- Interactive map of Blum Basin Falls
- Location: North Cascades National Park, Whatcom County, Washington
- Coordinates: 48°44′01″N 121°30′09″W﻿ / ﻿48.73368°N 121.50263°W
- Type: Segmented
- Elevation: 5,610 feet (1,710 m)
- Total height: 1,680 feet (510 m)
- Number of drops: More than 3
- Longest drop: 900 feet (270 m)
- Total width: 10 feet (3.0 m)
- Average width: 10 feet (3.0 m)
- Watercourse: Blum Creek
- Average flow rate: 100 cubic feet (2.8 m^{3}) per second
- World height ranking: 84

= Blum Basin Falls =

Waterfall in Whatcom County, Washington

Blum Basin Falls is a waterfall in Whatcom County, in the U.S. state of Washington. It is located in North Cascades National Park on the headwaters of Blum Creek, a tributary of the Baker River. Fed by two small retreating glaciers and several snowfields on the southern side of Mount Blum, the waterfall is formed by the largest meltwater stream that feeds the mainstem of Blum Creek. The falls tumble 1680 ft down a high glacial headwall several miles within the national park in two distinct stages; the first is a series of slides over rounded rock, above the tree line, and the second is a series of near-vertical plunges to the forested valley below. Although most of the falls is clearly visible, parts of it are obscured by tall pines that grow at its base.

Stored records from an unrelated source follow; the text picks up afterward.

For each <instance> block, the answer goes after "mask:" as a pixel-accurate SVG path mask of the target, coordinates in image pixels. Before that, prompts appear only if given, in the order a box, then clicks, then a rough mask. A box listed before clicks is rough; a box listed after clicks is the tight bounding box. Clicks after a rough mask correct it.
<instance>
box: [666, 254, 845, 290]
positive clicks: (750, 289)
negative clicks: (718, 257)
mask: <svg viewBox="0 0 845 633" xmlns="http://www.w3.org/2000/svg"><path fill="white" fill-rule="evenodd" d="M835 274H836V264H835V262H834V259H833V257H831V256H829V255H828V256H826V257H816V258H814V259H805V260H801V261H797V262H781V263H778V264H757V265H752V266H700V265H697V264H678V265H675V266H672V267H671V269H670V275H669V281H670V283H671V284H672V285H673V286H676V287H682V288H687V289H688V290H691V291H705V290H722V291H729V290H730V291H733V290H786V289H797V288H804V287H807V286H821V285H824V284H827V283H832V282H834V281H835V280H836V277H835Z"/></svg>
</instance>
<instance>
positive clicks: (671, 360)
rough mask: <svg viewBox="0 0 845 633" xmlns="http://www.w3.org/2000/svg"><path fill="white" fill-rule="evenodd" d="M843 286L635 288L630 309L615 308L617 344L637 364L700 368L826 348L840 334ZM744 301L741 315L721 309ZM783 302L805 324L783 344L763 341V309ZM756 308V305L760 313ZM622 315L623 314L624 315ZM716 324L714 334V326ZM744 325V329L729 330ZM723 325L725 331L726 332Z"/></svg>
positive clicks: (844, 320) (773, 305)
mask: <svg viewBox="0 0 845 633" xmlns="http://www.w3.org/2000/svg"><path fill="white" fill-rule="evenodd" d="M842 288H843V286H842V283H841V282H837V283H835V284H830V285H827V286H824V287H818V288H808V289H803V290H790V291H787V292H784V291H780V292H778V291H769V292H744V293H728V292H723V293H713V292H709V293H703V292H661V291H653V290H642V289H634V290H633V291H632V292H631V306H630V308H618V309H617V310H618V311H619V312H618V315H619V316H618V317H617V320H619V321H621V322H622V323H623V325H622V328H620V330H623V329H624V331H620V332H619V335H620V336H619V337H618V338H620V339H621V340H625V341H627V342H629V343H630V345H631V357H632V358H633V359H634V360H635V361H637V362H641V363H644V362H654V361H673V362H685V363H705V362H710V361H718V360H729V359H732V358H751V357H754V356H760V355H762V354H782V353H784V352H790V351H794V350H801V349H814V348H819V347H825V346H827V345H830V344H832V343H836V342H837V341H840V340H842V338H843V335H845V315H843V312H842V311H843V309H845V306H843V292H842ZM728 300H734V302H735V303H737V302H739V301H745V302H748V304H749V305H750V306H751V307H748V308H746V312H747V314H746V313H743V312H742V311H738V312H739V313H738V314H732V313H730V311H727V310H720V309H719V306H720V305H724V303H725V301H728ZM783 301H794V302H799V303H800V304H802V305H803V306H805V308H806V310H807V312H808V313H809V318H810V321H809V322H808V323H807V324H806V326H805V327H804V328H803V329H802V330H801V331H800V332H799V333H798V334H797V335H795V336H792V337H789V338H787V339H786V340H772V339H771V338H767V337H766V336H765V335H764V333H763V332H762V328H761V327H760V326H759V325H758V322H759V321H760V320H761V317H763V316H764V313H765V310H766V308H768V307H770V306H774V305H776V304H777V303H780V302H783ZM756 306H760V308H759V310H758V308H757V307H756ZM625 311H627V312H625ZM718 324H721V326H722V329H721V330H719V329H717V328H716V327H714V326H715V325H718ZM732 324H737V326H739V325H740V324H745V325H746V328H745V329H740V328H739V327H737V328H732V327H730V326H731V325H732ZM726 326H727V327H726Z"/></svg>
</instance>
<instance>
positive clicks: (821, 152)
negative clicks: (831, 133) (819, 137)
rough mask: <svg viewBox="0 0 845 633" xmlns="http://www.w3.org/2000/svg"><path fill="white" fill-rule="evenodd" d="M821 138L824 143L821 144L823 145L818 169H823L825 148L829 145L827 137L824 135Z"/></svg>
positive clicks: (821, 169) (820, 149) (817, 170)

There is no trail leading to the waterfall.

==Etymology==
The falls takes its name from the creek, which in turn receives its name from Mount Blum, which was named for John Blum, a United States Forest Service fire patrol pilot killed in an early 20th-century plane crash.

==Statistics==
The series of cascades totals 1680 ft in height, although this distance has never been officially measured. The falls occur over a 1500 ft run of Blum Creek, although again, this distance is only approximated. During peak flow, when high temperatures accelerate melting of ice and snow in the upper basin, the creek may be able to flow over 100 ft3 per second, with an average width of 10 ft. Contrarily, during low winter temperatures, the ice and snow ceases to melt, and the falls diminish in volume or may stop flowing completely.

==History and access==
In 1920, the first reported sighting of the falls was by Pacific Northwest photographer Asahel Curtis, who also photographed the falls. However, as that date was before Mount Blum was named, the waterfall was also unknown and unnamed, and remains obscure to this day. Today, the Baker River Trail leads upstream several miles along the Baker River, and as it crosses Blum Creek, one may obtain a view of the upper portion of the falls. The falls is also visible from a portion of the Shuksan Lakes Trail, which climbs Mount Shuksan on the opposite side of the Baker River valley. From this trail better views are obtained. However, as the falls are not the best in the area, and as more well-known Sulphide Creek Falls is close, the falls are little-known by most visitors to the area.